Kansas City – 4 janvier 1980, a été une journée qui a changé la trajectoire de l'économie du blé américain.

Alors que l'héritage du défunt président Jimmy Carter est rappelé à la suite de sa mort le 29 décembre, un événement il y a 45 ans est probablement apparu dans l'esprit du vétéran et des dirigeants de céréales, de modulation et de cuisson à la retraite. De nombreuses actions de l'administration Carter sont considérées favorablement rétrospectivement, notamment la négociation des accords du Camp David, la déréglementation des chemins de fer et des compagnies aériennes et nommant Paul Volcker pour diriger la Réserve fédérale. On se souvient également de lui pour des mésaventures, notamment la crise des otages de l'Iran, l'inflation déchaînée et les «malaises» économiques, les circonstances contribuant à sa défaite de novembre 1980 par Ronald Reagan.

Peu, voire pas, des initiatives prises lors de la présidence de Carter étaient aussi universellement tournées en dérision que sa décision de janvier 1980 d'embarger des ventes de céréales à l'URSS en réponse à l'invasion soviétique de l'Afghanistan moins de deux semaines plus tôt.

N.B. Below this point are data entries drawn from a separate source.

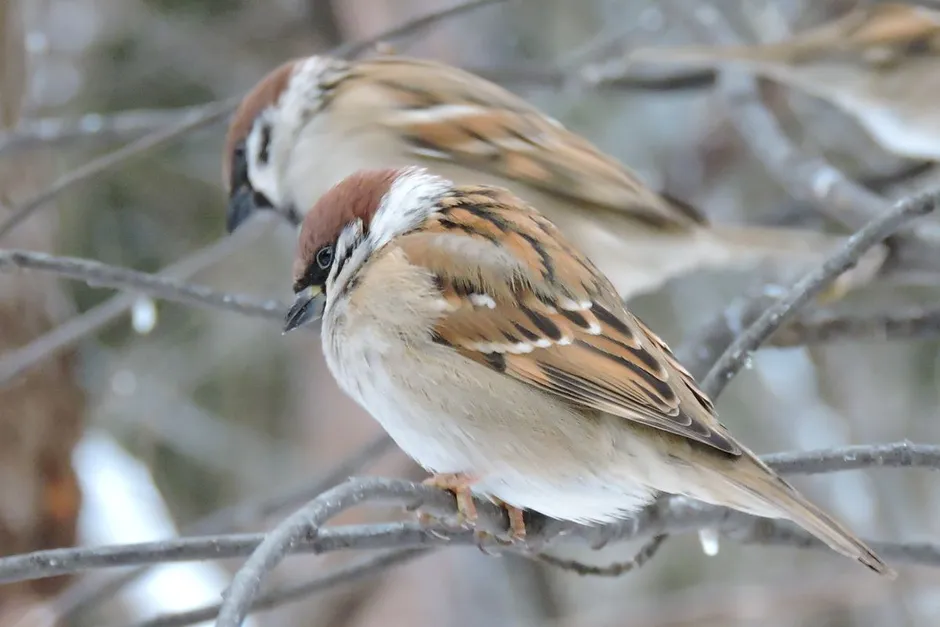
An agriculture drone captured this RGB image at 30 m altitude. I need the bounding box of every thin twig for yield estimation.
[0,215,275,386]
[131,549,427,627]
[0,98,238,239]
[0,249,287,320]
[683,2,940,275]
[330,0,506,58]
[676,291,940,378]
[0,63,715,158]
[0,103,226,158]
[702,192,940,397]
[0,442,940,583]
[0,0,516,386]
[532,533,668,577]
[53,432,392,623]
[770,307,940,346]
[215,479,448,627]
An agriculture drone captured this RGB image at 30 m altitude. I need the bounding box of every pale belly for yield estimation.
[324,318,663,523]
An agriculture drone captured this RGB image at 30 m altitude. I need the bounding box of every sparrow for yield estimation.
[223,56,887,297]
[284,166,894,576]
[624,2,940,161]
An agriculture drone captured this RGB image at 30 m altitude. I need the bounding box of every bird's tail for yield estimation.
[733,459,897,579]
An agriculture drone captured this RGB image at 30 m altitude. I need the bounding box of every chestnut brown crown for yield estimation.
[294,168,401,292]
[222,59,300,193]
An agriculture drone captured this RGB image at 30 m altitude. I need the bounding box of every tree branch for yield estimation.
[0,214,276,386]
[683,3,940,274]
[53,432,392,624]
[770,307,940,347]
[702,191,940,397]
[132,549,427,627]
[0,442,940,583]
[0,98,239,239]
[0,0,503,386]
[0,249,287,320]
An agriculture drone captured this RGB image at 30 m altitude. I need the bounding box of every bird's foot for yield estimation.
[418,473,526,555]
[492,497,526,546]
[421,472,477,527]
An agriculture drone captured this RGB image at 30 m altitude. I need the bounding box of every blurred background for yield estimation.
[0,0,940,627]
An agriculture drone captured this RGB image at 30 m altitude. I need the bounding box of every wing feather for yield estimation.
[396,186,742,455]
[335,56,706,228]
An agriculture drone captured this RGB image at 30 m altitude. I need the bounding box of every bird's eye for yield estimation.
[317,246,333,270]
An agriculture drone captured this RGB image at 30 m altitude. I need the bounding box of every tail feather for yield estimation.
[738,462,897,579]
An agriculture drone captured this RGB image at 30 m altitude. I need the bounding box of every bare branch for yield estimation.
[0,63,715,158]
[770,307,940,346]
[683,3,940,274]
[0,249,287,320]
[532,533,669,577]
[133,549,427,627]
[0,105,207,157]
[53,432,392,623]
[0,0,520,385]
[0,442,940,583]
[676,292,940,378]
[0,215,276,385]
[702,192,940,397]
[330,0,506,58]
[0,98,238,238]
[215,479,442,627]
[761,441,940,475]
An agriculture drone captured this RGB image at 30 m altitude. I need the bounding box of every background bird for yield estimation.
[224,56,886,297]
[285,167,894,576]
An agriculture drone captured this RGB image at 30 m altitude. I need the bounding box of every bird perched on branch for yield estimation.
[285,167,894,576]
[224,56,886,297]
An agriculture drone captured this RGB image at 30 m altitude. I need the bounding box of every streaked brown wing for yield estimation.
[398,187,741,455]
[346,57,705,227]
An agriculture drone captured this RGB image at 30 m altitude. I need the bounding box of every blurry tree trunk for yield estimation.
[0,0,85,621]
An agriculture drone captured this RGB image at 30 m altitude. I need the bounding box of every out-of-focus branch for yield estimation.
[330,0,506,57]
[0,105,220,157]
[770,307,940,346]
[0,61,715,157]
[702,192,940,397]
[0,98,238,243]
[0,442,940,583]
[0,0,500,385]
[0,215,274,385]
[0,249,287,320]
[52,432,392,624]
[683,3,940,273]
[132,549,427,627]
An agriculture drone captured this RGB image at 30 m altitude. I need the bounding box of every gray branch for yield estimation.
[702,191,940,397]
[0,442,940,584]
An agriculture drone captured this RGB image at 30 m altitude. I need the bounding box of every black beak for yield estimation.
[284,286,326,333]
[225,185,273,233]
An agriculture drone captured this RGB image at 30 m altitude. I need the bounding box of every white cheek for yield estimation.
[248,165,282,209]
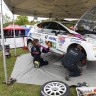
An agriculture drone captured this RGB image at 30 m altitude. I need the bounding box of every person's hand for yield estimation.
[82,59,86,64]
[45,41,52,48]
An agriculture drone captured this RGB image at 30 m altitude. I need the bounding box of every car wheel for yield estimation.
[40,81,70,96]
[27,41,33,52]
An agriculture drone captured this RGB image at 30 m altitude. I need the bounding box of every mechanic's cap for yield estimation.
[33,39,39,45]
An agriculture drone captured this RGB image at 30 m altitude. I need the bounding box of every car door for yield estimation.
[57,23,70,53]
[42,22,59,51]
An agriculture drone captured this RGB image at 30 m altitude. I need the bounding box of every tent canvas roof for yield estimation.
[3,25,25,30]
[4,0,96,18]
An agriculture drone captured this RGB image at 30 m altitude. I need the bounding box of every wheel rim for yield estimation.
[28,43,32,52]
[44,82,66,96]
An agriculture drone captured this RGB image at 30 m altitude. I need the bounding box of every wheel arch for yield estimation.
[67,43,87,56]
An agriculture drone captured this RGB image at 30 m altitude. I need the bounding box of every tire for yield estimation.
[40,81,70,96]
[27,41,33,52]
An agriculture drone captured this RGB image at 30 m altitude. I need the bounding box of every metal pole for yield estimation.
[0,0,8,84]
[13,14,16,56]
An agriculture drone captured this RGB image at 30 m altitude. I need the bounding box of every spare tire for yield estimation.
[40,81,70,96]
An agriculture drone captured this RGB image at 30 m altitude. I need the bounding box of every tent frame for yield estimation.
[0,0,8,84]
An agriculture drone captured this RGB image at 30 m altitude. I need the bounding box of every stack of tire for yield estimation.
[40,81,70,96]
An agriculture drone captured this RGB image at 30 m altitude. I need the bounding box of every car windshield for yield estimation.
[76,7,96,34]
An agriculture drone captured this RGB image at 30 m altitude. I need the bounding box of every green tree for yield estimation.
[15,16,29,25]
[3,14,12,27]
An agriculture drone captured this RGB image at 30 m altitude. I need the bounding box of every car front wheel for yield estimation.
[41,81,70,96]
[27,41,33,52]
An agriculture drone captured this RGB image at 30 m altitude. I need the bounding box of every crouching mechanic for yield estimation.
[31,39,49,68]
[62,45,86,80]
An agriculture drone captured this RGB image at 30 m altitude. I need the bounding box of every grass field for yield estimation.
[0,48,77,96]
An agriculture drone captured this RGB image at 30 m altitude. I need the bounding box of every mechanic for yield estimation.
[62,45,86,80]
[31,39,49,68]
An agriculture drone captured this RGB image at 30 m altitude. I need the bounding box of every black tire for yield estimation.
[27,41,33,52]
[40,81,70,96]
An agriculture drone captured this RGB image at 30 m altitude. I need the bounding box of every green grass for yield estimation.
[0,48,77,96]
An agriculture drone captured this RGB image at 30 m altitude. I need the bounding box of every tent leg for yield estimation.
[13,14,16,56]
[0,0,8,84]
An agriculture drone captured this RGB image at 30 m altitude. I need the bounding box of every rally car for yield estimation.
[27,21,96,61]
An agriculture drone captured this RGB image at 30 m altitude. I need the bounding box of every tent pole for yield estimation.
[13,14,16,56]
[0,0,8,84]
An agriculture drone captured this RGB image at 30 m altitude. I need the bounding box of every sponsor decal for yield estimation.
[32,33,41,38]
[58,36,65,44]
[52,42,56,48]
[70,39,81,44]
[45,41,52,47]
[39,38,44,43]
[45,41,56,48]
[49,36,56,41]
[59,44,63,49]
[76,87,96,96]
[45,35,48,39]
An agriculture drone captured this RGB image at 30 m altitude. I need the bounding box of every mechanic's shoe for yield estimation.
[65,74,70,81]
[44,61,48,65]
[34,61,40,68]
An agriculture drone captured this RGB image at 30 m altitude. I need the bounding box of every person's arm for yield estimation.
[42,47,49,53]
[31,47,39,55]
[81,53,87,64]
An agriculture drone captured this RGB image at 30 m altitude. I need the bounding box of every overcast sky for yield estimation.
[2,2,46,21]
[3,2,78,21]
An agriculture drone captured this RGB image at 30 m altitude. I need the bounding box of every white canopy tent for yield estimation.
[1,0,96,83]
[4,0,96,18]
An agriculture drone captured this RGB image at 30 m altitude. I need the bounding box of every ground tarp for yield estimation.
[11,53,96,86]
[4,0,96,18]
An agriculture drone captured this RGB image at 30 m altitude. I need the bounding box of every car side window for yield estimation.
[47,22,59,30]
[58,24,69,33]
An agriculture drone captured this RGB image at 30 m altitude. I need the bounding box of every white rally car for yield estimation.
[27,21,96,61]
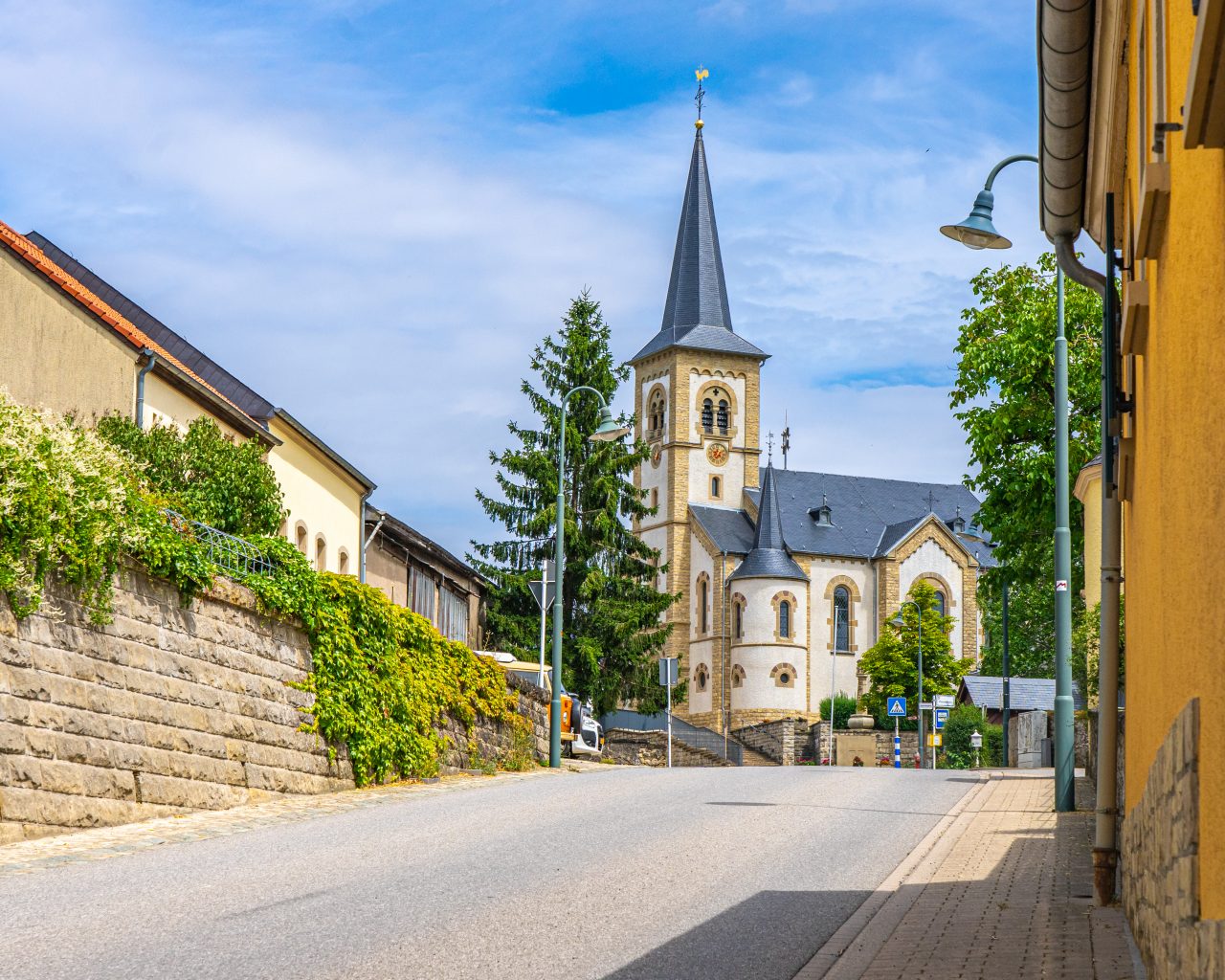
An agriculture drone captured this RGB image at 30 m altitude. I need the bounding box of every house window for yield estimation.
[408,565,437,622]
[835,586,850,653]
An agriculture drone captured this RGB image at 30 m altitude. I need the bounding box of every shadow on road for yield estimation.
[604,891,871,980]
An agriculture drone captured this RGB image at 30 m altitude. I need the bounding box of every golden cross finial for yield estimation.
[693,65,710,128]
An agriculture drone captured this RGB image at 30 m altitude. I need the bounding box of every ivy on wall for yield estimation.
[0,390,517,785]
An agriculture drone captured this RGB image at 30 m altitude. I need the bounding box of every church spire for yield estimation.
[729,463,808,581]
[634,69,768,360]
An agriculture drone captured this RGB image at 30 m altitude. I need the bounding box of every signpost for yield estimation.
[885,697,906,769]
[528,559,557,690]
[659,657,681,769]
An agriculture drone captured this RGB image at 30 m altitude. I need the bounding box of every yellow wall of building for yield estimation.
[0,251,137,423]
[268,416,363,576]
[142,371,245,442]
[1124,3,1225,919]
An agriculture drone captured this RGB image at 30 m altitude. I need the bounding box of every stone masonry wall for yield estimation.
[604,727,734,766]
[0,568,353,843]
[1120,699,1225,980]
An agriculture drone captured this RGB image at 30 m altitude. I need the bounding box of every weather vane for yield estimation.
[693,65,710,128]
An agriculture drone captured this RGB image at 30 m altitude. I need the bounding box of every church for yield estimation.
[630,112,993,730]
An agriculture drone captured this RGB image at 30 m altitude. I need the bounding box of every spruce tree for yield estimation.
[469,290,677,712]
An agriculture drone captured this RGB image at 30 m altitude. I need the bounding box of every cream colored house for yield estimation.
[0,223,375,574]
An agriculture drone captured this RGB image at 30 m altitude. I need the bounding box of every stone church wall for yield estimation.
[0,569,353,843]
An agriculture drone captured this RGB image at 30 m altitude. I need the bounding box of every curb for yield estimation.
[792,773,1001,980]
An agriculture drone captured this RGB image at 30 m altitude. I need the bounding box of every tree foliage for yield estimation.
[98,415,284,537]
[950,254,1102,678]
[471,292,677,710]
[860,581,974,717]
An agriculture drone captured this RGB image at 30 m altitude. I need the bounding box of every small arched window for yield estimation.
[835,586,850,653]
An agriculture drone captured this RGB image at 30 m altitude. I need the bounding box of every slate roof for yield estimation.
[957,674,1084,712]
[632,128,769,360]
[26,232,273,428]
[690,469,996,568]
[727,463,809,582]
[0,222,263,432]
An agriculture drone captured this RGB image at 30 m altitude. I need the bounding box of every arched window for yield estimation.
[697,572,710,634]
[835,586,850,653]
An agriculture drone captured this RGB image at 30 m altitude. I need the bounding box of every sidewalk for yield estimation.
[795,769,1142,980]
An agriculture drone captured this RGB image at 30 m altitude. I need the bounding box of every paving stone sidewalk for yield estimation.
[796,769,1143,980]
[0,760,600,879]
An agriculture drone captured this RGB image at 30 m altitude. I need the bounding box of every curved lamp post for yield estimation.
[548,385,630,769]
[941,153,1076,813]
[893,599,936,769]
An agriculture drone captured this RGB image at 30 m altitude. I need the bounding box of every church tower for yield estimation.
[630,106,768,707]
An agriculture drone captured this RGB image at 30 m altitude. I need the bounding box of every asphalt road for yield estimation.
[0,767,970,980]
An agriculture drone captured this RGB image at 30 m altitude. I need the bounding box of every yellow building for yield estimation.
[0,223,375,583]
[1038,0,1225,977]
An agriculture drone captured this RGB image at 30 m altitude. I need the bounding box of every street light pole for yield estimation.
[548,385,630,769]
[940,153,1076,813]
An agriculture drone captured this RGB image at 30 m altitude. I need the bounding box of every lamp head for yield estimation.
[588,406,630,442]
[940,189,1012,251]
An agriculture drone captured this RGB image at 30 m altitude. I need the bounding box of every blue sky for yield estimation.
[0,0,1044,552]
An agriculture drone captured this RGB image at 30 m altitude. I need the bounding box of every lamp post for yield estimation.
[548,385,630,769]
[893,599,921,769]
[940,153,1076,813]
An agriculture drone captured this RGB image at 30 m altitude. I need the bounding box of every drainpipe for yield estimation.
[358,490,372,582]
[1055,228,1122,905]
[136,346,157,429]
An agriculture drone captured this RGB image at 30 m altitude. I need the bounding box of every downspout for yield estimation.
[1055,228,1122,905]
[358,490,372,582]
[136,346,157,429]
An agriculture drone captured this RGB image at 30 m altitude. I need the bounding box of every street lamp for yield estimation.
[893,599,936,769]
[548,385,630,769]
[940,153,1076,813]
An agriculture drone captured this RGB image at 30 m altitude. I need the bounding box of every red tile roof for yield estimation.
[0,222,262,429]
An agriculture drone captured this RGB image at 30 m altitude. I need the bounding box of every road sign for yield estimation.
[659,657,681,687]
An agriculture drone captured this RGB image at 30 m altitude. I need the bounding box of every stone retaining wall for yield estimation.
[1120,699,1225,980]
[604,727,734,766]
[0,568,353,843]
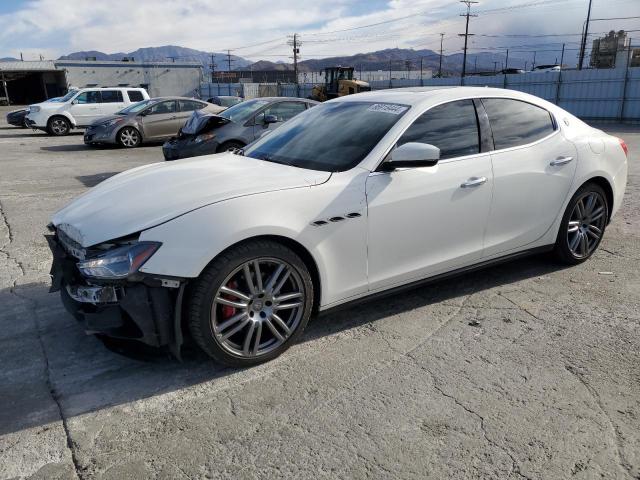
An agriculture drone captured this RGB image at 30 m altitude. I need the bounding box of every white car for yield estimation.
[48,87,627,366]
[25,87,149,135]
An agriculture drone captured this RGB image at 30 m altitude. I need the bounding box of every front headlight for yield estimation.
[99,118,124,127]
[193,133,216,143]
[77,242,161,280]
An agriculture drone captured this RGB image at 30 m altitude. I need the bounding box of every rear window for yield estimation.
[127,90,144,102]
[102,90,122,103]
[482,98,555,150]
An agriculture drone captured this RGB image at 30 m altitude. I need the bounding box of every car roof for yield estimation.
[329,86,555,109]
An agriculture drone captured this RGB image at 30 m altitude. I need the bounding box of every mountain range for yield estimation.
[0,45,553,74]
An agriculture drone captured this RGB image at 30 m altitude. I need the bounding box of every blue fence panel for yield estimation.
[200,67,640,120]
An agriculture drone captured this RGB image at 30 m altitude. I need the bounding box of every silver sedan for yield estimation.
[84,97,226,148]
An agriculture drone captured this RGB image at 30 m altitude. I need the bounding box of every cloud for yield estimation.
[0,0,637,60]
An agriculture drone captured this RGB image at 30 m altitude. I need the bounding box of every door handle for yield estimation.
[460,177,487,188]
[549,157,573,167]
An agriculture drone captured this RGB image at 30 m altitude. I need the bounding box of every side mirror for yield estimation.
[382,142,440,171]
[264,115,278,125]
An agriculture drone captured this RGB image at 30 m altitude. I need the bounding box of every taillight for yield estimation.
[618,138,629,158]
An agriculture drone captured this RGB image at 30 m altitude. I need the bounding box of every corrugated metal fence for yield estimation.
[200,67,640,120]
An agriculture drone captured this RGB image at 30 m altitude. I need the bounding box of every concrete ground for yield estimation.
[0,108,640,479]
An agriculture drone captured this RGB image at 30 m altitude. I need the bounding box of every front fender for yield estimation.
[140,171,367,305]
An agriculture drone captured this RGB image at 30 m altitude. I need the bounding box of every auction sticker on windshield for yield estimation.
[367,103,409,115]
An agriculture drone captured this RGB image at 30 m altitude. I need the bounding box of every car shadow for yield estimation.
[76,172,121,188]
[0,255,562,435]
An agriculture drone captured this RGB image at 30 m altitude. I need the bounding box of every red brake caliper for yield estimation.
[222,280,238,320]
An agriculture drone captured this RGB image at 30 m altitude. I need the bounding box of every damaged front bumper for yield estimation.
[46,234,186,358]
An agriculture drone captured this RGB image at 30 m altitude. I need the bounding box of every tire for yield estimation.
[554,183,610,265]
[216,140,245,153]
[47,115,71,137]
[186,240,314,367]
[116,127,142,148]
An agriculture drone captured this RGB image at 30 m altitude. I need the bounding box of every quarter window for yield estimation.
[127,90,144,102]
[398,100,480,159]
[101,90,122,103]
[74,91,100,104]
[482,98,555,150]
[178,100,206,112]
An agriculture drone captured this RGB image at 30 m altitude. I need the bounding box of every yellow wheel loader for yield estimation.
[309,67,371,102]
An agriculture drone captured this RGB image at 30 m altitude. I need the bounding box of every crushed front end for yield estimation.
[46,226,186,357]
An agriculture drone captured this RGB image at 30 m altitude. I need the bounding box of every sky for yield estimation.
[0,0,640,62]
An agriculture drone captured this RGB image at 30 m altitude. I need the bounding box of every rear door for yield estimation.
[366,100,493,290]
[253,101,307,139]
[69,90,102,127]
[482,98,577,256]
[140,100,178,140]
[178,100,207,129]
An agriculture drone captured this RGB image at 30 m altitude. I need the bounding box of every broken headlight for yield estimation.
[77,242,161,280]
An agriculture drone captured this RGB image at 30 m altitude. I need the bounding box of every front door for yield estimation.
[140,100,178,140]
[482,98,577,256]
[366,100,493,290]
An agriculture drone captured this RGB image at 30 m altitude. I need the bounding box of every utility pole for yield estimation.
[227,50,233,95]
[578,0,592,70]
[209,53,216,83]
[438,33,444,78]
[458,0,478,78]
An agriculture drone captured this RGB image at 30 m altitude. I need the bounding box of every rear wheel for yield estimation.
[554,183,609,265]
[47,117,71,137]
[218,141,244,153]
[189,240,314,367]
[118,127,142,148]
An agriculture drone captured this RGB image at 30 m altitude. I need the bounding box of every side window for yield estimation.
[178,100,206,112]
[127,90,144,103]
[264,102,307,122]
[147,100,176,115]
[398,100,480,159]
[482,98,555,150]
[74,91,100,104]
[102,90,122,103]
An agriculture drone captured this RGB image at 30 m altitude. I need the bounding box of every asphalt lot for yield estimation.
[0,107,640,479]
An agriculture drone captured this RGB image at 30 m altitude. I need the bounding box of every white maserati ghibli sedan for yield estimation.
[48,87,628,366]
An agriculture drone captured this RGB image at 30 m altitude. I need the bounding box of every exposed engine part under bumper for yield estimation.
[46,235,186,358]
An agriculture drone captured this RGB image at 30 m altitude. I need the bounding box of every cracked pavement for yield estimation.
[0,108,640,479]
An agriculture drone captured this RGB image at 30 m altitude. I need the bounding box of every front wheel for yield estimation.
[188,240,314,367]
[118,127,142,148]
[554,183,609,265]
[47,117,71,137]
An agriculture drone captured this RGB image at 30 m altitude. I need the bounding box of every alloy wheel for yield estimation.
[51,118,69,135]
[211,257,305,358]
[120,128,140,147]
[567,192,607,258]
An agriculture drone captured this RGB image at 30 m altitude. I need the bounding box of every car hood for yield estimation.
[52,152,331,247]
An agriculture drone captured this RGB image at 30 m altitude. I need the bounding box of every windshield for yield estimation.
[219,99,269,123]
[244,101,409,172]
[117,100,155,115]
[218,97,242,107]
[58,90,78,102]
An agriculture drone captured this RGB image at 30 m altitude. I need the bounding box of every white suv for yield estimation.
[25,87,149,135]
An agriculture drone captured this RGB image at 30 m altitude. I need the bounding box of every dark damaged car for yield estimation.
[162,97,318,160]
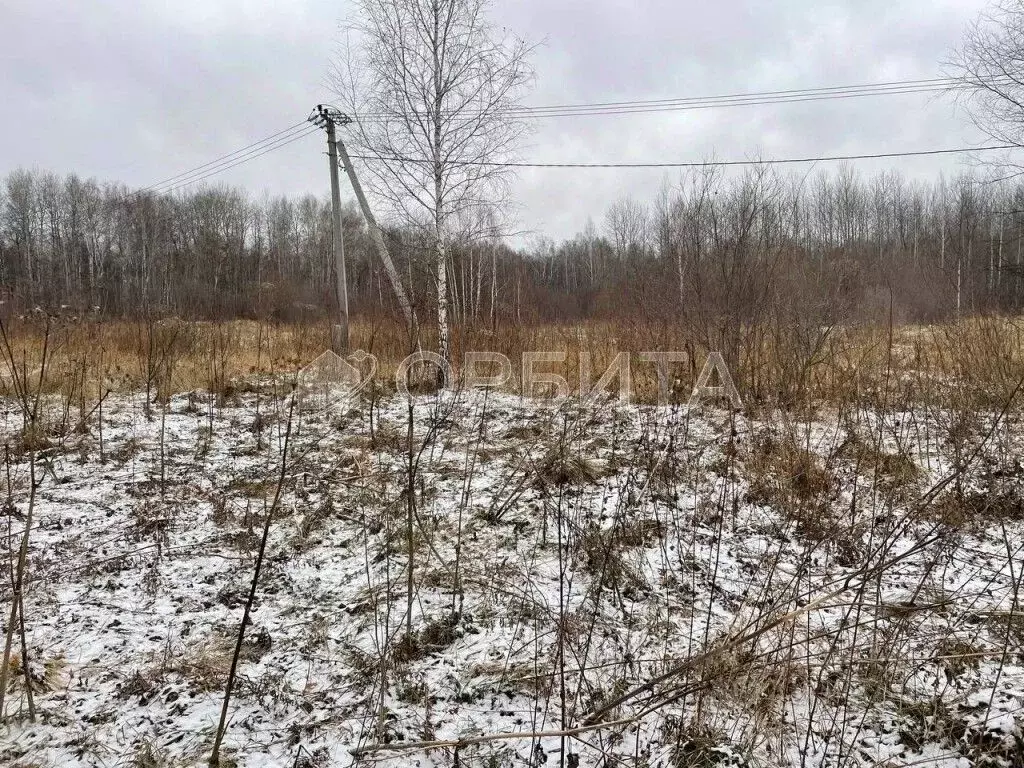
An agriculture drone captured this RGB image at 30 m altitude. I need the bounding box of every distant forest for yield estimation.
[0,166,1024,328]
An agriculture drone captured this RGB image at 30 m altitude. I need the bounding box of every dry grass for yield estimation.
[0,317,1024,410]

L'action était inattendue. Des spéculations étaient apparues quant à savoir si un embargo était à l'étude des mois plus tôt après la découverte d'une brigade de l'URSS à Cuba, mais le conseiller à la sécurité nationale de l'administration Zbigniew Brzezinski était dédaigneux, assimilant un embargo à «se tirer dans le pied» et à énoncer catégoriquement, «Les États-Unis ne font pas cela.»

Un éditorial de cette publication immédiatement après l'annonce de l'embargo a été contesté si cette décision était «la réponse appropriée ou même efficace à l'attaque imprudente de l'Union soviétique», ajoutant de manière réaliste: «L'embargo sur les exportations de céréales ne fera pas retirer le Kremlin de ses forces de ses forces de L'Afghanistan.

Venant moins de 10 ans après que l'URSS a émergé soudainement et de façon spectaculaire alors que le principal acheteur de grains dans le monde (les exportations de blé américain ont bondi de 128% de 1969 à 1970 à 1979-1980), les conséquences à long terme de l'action ont été immédiatement comprises.

«Il est évident que le potentiel de marché soigneusement cultivé de l'Union soviétique et des nations du bloc oriental a été diminué; Le fait que la crédibilité de l'Amérique auprès d'autres pays craignait de faire quelque chose pour déplacer le président américain a été cruellement réduit; Ces décennies d'efforts ont été écartées de manière instinctive », a poursuivi l'éditorial. «À l'extrême, la conséquence ne pouvait pas seulement être un arrêt de la tendance à la hausse des exportations de céréales américaines, mais une diapositive vers le bas… à long terme, l'embargo peut entraîner une expansion des cultures dans les nations qui rivalisent avec les États pays, qui peuvent désormais décider de consacrer des ressources à la stimulation de la production. »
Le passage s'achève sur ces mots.